Country News Club, Inc. and Lakes Region News Club, Inc. are private companies that publish community newspapers in New Hampshire, United States. A third company, Portland News Club, LLC, was also affiliated with the group, but shuttered its only publication in 2019.

== Properties ==
The companies publish three Daily Sun free daily newspapers:
- The Conway Daily Sun (Country News Club), founded in 1989, in Conway, New Hampshire.
- The Berlin Daily Sun (Country News Club), founded in 1992, in Berlin, New Hampshire.
- The Laconia Daily Sun (Lakes Region News Club), founded in 2000, in Laconia, New Hampshire

Country News Club also publishes a weekly newspaper in western Maine, The Northern Light, in addition to Valley Fun, a tourist publication.

From 2009 until 2014, Portland News Club published The Portland Daily Sun in Portland, Maine. The Portland Daily Sun shuttered in 2014 after the group acquired the Portland Phoenix, which continued in print until April 2019.
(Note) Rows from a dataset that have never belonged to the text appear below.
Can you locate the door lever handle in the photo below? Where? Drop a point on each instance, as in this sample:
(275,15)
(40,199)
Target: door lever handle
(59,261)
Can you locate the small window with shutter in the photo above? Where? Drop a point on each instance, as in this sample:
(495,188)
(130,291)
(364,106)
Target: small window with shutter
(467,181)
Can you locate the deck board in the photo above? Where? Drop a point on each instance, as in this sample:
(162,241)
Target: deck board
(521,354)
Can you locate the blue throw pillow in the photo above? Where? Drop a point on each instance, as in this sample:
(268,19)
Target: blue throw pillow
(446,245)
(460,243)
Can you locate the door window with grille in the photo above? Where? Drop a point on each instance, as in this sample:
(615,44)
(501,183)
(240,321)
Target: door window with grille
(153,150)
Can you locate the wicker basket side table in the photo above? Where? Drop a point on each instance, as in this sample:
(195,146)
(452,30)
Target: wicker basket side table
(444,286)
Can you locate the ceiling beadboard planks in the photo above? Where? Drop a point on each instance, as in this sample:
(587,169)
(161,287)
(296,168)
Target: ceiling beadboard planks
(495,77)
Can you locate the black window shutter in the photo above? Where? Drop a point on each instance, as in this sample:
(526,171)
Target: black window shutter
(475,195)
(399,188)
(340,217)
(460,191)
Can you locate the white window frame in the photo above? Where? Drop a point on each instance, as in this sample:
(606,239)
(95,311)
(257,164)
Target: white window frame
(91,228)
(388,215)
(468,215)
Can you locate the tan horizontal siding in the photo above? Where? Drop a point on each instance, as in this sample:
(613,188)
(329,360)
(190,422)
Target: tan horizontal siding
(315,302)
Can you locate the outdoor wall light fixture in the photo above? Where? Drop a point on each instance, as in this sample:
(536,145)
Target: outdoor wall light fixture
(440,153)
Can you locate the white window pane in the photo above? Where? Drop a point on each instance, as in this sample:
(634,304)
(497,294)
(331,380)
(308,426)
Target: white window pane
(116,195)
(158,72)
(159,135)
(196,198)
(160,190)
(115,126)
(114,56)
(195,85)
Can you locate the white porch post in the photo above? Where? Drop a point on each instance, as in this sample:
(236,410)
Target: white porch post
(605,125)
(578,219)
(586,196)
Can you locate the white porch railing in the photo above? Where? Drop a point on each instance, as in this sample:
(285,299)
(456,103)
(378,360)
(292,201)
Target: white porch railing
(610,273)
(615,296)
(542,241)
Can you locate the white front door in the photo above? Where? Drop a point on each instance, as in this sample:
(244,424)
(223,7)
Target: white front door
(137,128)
Each of the company's newspapers has a local newsroom in the community it covers, though all Country News Club publications are printed in the company's Conway press plant. The Laconia Daily Sun is printed at the Portsmouth, New Hampshire presses of Seacoast Media Group, which also publishes The Portsmouth Herald.

== Personnel ==
Country News Club and its daily newspapers were founded by Dave Danforth, Mark Guerringue and Adam Hirshan, the latter two of whom were still on the Conway and Berlin papers' mastheads, as of early 2012, as publisher and editor, respectively.

Guerringue and Hirshan partnered with Edward J. Engler to found Lakes Region News Club and The Laconia Daily Sun. In 2012 Engler remained publisher-editor of the Laconia paper.

The Portland paper was begun in February 2009 as a joint effort of Guerringue, Hirsham and Curtis Robinson, a veteran of free daily newspapers in Aspen and Vail, Colorado, who served as The Portland Daily Suns first editor. As of 2012, Robinson had left the paper and Guerringue was serving as publisher.